Résumé de la décision
Mme B A, représentée par son avocate Me Grolleau, a introduit une requête auprès du juge des référés du Tribunal administratif, demandant l'admission provisoire à l'aide juridictionnelle, la suspension de la décision implicite du préfet de la Seine-Saint-Denis refusant de lui délivrer une carte de résident, ainsi qu'une injonction au préfet de réexaminer sa demande. Le préfet a contesté la requête, mais entre-temps, Mme A a obtenu la délivrance de son titre de séjour et a donc renoncé à ses conclusions principales. Le Tribunal a admis Mme A à l'aide juridictionnelle provisoire, a pris acte de son désistement et a ordonné à l'État de verser 1 100 euros à son avocate.
Arguments pertinents
1. Admission à l'aide juridictionnelle : Le Tribunal a statué que, "en raison de l'urgence", il y avait lieu d'admettre Mme A au bénéfice de l'aide juridictionnelle provisoire, conformément à l'article 20 de la loi n° 91-647 du 10 juillet 1991.
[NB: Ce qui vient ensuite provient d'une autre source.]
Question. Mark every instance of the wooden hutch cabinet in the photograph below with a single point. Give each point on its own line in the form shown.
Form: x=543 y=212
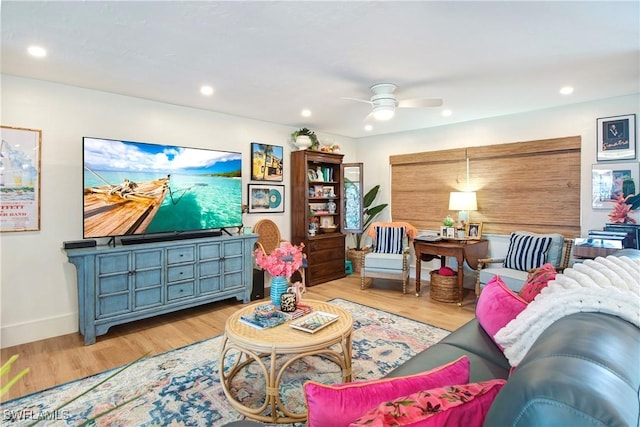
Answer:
x=317 y=197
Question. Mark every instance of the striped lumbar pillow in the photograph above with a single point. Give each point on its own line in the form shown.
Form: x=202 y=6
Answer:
x=389 y=240
x=526 y=251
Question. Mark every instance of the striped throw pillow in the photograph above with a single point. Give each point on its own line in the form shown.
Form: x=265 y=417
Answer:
x=389 y=240
x=526 y=251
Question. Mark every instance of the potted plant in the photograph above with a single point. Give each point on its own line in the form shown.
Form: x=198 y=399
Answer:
x=305 y=138
x=369 y=214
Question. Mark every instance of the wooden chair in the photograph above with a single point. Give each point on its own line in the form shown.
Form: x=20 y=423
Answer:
x=559 y=256
x=269 y=238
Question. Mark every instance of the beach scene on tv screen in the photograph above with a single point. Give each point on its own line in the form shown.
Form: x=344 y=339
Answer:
x=139 y=188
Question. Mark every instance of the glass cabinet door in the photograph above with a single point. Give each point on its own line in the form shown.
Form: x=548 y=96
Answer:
x=352 y=213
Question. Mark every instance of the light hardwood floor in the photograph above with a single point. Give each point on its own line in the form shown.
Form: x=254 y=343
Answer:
x=65 y=358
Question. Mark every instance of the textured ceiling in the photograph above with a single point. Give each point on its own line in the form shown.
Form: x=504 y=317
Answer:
x=267 y=60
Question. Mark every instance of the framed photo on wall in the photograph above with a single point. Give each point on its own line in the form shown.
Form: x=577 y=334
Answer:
x=266 y=198
x=473 y=231
x=20 y=179
x=616 y=138
x=608 y=180
x=266 y=162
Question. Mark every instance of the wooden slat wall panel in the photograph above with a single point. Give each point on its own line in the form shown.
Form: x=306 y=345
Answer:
x=533 y=185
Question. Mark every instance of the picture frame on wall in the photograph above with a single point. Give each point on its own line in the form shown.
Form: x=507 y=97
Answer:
x=266 y=162
x=473 y=231
x=265 y=198
x=608 y=181
x=616 y=138
x=20 y=179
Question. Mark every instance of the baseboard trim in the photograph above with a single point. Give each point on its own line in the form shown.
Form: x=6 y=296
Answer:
x=39 y=329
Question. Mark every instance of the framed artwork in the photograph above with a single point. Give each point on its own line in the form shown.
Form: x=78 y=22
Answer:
x=616 y=138
x=473 y=231
x=266 y=198
x=266 y=162
x=610 y=180
x=20 y=179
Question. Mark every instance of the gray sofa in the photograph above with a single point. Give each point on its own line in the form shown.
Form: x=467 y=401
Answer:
x=584 y=370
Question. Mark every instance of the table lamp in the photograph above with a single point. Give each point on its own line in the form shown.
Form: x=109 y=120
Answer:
x=463 y=201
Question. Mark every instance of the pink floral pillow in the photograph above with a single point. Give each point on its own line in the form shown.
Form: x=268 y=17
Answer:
x=497 y=306
x=537 y=281
x=459 y=405
x=338 y=405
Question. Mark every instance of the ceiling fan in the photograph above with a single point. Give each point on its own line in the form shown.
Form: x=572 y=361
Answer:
x=384 y=101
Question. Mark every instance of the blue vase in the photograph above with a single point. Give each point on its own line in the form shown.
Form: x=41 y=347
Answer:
x=279 y=285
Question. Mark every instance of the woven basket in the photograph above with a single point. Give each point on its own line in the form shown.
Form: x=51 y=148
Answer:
x=444 y=288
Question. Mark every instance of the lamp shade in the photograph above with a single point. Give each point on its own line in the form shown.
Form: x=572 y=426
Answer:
x=463 y=201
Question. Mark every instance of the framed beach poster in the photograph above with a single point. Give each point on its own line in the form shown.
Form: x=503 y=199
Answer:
x=266 y=162
x=616 y=138
x=20 y=179
x=610 y=180
x=266 y=198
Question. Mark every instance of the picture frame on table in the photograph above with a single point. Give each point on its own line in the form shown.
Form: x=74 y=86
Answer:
x=616 y=138
x=266 y=162
x=608 y=181
x=265 y=198
x=473 y=231
x=20 y=178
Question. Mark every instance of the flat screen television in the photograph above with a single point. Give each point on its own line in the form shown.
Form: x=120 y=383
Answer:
x=135 y=188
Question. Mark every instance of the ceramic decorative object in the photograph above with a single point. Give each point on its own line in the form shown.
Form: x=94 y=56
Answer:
x=288 y=301
x=279 y=285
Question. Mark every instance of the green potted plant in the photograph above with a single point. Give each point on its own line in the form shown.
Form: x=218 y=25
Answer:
x=305 y=138
x=369 y=214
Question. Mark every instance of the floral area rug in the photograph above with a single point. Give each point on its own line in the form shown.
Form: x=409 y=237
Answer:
x=182 y=387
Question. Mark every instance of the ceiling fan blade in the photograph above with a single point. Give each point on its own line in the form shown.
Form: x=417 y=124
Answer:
x=420 y=103
x=366 y=101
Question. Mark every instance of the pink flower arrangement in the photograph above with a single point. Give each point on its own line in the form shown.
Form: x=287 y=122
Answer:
x=283 y=261
x=621 y=211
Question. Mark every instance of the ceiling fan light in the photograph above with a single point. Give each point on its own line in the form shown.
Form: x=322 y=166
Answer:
x=383 y=112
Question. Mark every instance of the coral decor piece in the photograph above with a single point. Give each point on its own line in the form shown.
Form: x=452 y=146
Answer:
x=621 y=211
x=283 y=261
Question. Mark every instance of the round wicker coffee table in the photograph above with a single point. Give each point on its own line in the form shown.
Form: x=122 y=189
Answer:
x=252 y=345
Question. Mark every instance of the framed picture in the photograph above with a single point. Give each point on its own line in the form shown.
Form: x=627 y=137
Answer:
x=473 y=230
x=610 y=180
x=616 y=138
x=266 y=198
x=266 y=162
x=20 y=179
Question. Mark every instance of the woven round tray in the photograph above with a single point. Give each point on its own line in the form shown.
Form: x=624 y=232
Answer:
x=443 y=288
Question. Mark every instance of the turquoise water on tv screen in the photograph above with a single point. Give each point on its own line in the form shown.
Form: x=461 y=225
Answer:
x=195 y=202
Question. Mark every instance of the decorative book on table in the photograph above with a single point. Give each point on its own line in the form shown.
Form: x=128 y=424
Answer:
x=315 y=321
x=277 y=318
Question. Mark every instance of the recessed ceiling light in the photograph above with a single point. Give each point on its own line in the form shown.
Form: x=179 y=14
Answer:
x=566 y=90
x=37 y=51
x=206 y=90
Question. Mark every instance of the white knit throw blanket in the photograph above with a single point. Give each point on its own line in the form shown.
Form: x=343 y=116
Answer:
x=607 y=285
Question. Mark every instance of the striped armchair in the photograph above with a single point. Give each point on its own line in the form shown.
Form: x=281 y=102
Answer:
x=388 y=257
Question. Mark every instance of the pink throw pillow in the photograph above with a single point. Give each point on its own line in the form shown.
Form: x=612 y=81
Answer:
x=459 y=405
x=497 y=306
x=537 y=281
x=339 y=404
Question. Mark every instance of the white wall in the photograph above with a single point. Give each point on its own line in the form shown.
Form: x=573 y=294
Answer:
x=38 y=297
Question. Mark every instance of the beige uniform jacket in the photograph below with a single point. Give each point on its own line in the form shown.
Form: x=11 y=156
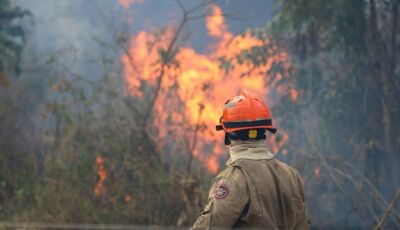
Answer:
x=251 y=193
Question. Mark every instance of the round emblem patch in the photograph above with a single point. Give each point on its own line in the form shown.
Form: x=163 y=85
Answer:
x=221 y=191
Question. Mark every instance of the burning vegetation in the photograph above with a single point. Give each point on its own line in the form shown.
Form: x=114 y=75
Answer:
x=191 y=86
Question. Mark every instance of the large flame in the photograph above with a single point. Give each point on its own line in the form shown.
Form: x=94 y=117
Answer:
x=194 y=86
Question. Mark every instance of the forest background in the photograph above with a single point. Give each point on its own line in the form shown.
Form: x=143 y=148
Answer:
x=108 y=108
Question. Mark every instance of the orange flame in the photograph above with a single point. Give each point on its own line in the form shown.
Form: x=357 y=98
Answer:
x=99 y=189
x=127 y=3
x=194 y=85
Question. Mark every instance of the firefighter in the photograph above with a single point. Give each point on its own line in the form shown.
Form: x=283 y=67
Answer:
x=255 y=190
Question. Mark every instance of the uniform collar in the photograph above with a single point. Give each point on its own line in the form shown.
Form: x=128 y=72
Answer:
x=253 y=150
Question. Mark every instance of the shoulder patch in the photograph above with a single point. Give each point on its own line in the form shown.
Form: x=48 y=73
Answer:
x=221 y=191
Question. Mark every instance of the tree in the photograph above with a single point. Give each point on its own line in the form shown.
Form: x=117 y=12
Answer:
x=346 y=69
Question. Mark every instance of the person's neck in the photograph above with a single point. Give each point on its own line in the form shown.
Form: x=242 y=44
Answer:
x=253 y=150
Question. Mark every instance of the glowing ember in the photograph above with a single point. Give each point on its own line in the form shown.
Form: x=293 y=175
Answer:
x=194 y=86
x=127 y=3
x=101 y=175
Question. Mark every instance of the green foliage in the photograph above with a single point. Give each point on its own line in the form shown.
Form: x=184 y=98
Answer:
x=12 y=36
x=345 y=66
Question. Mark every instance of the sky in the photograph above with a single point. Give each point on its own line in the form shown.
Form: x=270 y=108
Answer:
x=74 y=23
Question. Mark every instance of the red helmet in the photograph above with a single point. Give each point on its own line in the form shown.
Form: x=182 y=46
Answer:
x=245 y=112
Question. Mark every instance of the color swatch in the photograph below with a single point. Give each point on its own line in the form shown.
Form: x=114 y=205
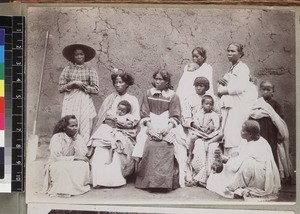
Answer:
x=2 y=103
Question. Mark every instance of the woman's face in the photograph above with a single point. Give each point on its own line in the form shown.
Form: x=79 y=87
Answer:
x=79 y=57
x=200 y=89
x=71 y=128
x=120 y=85
x=207 y=105
x=197 y=58
x=233 y=54
x=266 y=90
x=159 y=82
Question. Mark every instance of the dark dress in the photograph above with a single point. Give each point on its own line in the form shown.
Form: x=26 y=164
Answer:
x=268 y=130
x=158 y=167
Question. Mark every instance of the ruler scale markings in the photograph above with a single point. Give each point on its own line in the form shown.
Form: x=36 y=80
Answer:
x=18 y=95
x=2 y=104
x=14 y=98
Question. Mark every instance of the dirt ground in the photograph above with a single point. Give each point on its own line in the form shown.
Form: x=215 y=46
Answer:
x=128 y=194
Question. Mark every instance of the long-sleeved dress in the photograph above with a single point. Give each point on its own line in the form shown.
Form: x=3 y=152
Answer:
x=235 y=106
x=192 y=111
x=64 y=175
x=159 y=166
x=186 y=83
x=78 y=102
x=122 y=165
x=268 y=130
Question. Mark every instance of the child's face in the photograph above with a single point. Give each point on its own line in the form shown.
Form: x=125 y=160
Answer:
x=122 y=110
x=233 y=53
x=266 y=90
x=79 y=57
x=207 y=105
x=200 y=89
x=197 y=58
x=245 y=134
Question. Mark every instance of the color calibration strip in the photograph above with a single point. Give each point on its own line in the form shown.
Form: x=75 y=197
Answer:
x=2 y=103
x=14 y=103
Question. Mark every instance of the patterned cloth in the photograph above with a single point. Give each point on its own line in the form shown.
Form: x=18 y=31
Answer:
x=79 y=102
x=63 y=175
x=192 y=105
x=253 y=172
x=235 y=106
x=122 y=165
x=81 y=73
x=153 y=172
x=203 y=160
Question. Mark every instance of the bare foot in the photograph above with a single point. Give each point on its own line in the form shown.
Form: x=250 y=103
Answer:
x=108 y=162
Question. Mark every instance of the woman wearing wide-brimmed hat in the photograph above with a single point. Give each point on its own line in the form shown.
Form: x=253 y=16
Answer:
x=78 y=81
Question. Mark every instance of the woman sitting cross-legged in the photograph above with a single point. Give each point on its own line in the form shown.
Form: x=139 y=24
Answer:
x=250 y=172
x=67 y=170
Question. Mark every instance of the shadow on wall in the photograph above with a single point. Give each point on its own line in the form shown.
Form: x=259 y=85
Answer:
x=143 y=40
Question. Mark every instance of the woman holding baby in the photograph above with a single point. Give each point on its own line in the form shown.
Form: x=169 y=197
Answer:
x=113 y=174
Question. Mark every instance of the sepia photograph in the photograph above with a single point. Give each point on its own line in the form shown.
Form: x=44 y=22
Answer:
x=161 y=105
x=36 y=208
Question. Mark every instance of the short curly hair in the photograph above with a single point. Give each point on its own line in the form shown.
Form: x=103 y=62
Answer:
x=126 y=104
x=63 y=123
x=202 y=80
x=166 y=77
x=240 y=48
x=200 y=51
x=253 y=128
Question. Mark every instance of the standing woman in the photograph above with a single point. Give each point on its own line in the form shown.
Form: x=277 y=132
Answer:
x=160 y=113
x=77 y=82
x=113 y=175
x=67 y=171
x=237 y=94
x=199 y=68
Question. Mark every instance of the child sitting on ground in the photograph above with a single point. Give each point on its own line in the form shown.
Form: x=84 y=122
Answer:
x=111 y=136
x=205 y=123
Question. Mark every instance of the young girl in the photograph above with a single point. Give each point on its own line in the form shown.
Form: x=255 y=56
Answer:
x=251 y=171
x=197 y=68
x=113 y=137
x=205 y=123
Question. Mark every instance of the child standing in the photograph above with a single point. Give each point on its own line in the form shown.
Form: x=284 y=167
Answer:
x=268 y=130
x=205 y=123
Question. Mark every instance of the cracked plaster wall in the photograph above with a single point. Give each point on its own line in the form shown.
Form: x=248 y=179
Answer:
x=143 y=40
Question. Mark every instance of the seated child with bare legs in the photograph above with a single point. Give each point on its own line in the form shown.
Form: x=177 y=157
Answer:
x=109 y=135
x=205 y=124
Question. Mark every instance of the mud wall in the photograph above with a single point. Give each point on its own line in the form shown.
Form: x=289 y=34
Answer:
x=143 y=40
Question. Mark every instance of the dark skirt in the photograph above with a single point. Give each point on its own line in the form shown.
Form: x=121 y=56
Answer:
x=269 y=131
x=158 y=167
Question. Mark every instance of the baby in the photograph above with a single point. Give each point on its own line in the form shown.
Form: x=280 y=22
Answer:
x=205 y=122
x=217 y=165
x=112 y=137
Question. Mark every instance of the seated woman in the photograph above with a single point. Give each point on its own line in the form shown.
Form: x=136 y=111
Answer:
x=164 y=151
x=67 y=170
x=250 y=172
x=122 y=164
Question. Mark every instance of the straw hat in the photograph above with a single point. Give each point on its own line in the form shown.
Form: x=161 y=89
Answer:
x=68 y=52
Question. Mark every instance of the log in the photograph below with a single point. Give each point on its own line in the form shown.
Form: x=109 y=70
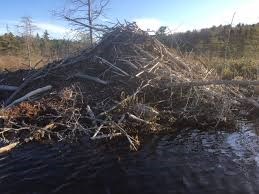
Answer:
x=29 y=95
x=91 y=78
x=112 y=66
x=215 y=82
x=8 y=88
x=8 y=148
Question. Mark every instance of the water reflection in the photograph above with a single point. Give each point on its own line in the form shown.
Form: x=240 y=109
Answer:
x=187 y=162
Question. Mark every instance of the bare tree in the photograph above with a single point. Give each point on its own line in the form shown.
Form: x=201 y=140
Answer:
x=26 y=28
x=84 y=14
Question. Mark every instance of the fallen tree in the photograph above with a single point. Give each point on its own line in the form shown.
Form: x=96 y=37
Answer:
x=127 y=85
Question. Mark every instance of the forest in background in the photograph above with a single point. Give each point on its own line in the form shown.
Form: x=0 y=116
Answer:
x=14 y=53
x=232 y=50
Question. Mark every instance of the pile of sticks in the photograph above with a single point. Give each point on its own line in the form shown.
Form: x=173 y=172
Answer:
x=129 y=84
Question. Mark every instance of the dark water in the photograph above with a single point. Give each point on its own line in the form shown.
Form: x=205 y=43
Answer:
x=187 y=162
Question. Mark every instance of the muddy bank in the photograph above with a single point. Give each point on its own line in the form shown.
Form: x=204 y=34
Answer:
x=129 y=85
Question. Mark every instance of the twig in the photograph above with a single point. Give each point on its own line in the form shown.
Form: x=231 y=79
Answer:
x=112 y=66
x=8 y=88
x=88 y=77
x=29 y=95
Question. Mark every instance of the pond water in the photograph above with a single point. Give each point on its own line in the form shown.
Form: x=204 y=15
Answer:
x=190 y=161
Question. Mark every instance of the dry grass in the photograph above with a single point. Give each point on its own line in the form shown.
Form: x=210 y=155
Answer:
x=13 y=63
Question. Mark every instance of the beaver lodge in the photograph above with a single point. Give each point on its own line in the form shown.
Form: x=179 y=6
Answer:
x=129 y=85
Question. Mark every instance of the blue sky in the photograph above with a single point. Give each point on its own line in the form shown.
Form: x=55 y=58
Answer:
x=179 y=15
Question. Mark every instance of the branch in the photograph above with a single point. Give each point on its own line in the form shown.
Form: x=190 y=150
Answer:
x=85 y=25
x=7 y=88
x=88 y=77
x=29 y=95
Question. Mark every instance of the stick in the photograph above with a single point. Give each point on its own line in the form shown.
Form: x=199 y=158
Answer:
x=129 y=63
x=112 y=66
x=8 y=88
x=88 y=77
x=29 y=95
x=106 y=136
x=138 y=119
x=8 y=147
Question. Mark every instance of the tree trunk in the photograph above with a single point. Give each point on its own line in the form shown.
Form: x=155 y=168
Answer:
x=90 y=21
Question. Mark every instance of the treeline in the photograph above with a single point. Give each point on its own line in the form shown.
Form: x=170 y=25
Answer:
x=41 y=47
x=222 y=41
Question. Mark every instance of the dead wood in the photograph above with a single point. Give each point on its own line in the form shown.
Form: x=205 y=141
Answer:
x=91 y=78
x=8 y=88
x=8 y=148
x=29 y=95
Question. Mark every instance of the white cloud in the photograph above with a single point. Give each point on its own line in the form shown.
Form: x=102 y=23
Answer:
x=148 y=23
x=52 y=28
x=55 y=30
2. Désistement de la requête : Le Tribunal a constaté que, suite à la délivrance de la carte de résident, Mme A s'était désistée de ses conclusions à fin de suspension et d'injonction. Il a précisé que "postérieurement à l'introduction de la requête, le préfet de la Seine-Saint-Denis a transmis une attestation de décision favorable", ce qui a conduit à ce désistement.
3. Frais d'instance : Le Tribunal a appliqué l'article 37 de la loi n° 91-647, en ordonnant à l'État de verser une somme de 1 100 euros à l'avocate de Mme A, soulignant que cela était dû "sous réserve que le bénéfice définitif de l'aide juridictionnelle soit accordé à Mme A".
Interprétations et citations légales
1. Article 20 de la loi n° 91-647 : Cet article stipule que "dans les cas d'urgence, l'admission provisoire à l'aide juridictionnelle peut être prononcée soit par le président du bureau d'aide juridictionnelle, soit par la juridiction compétente". Cela souligne la flexibilité accordée aux juridictions pour répondre rapidement aux situations d'urgence.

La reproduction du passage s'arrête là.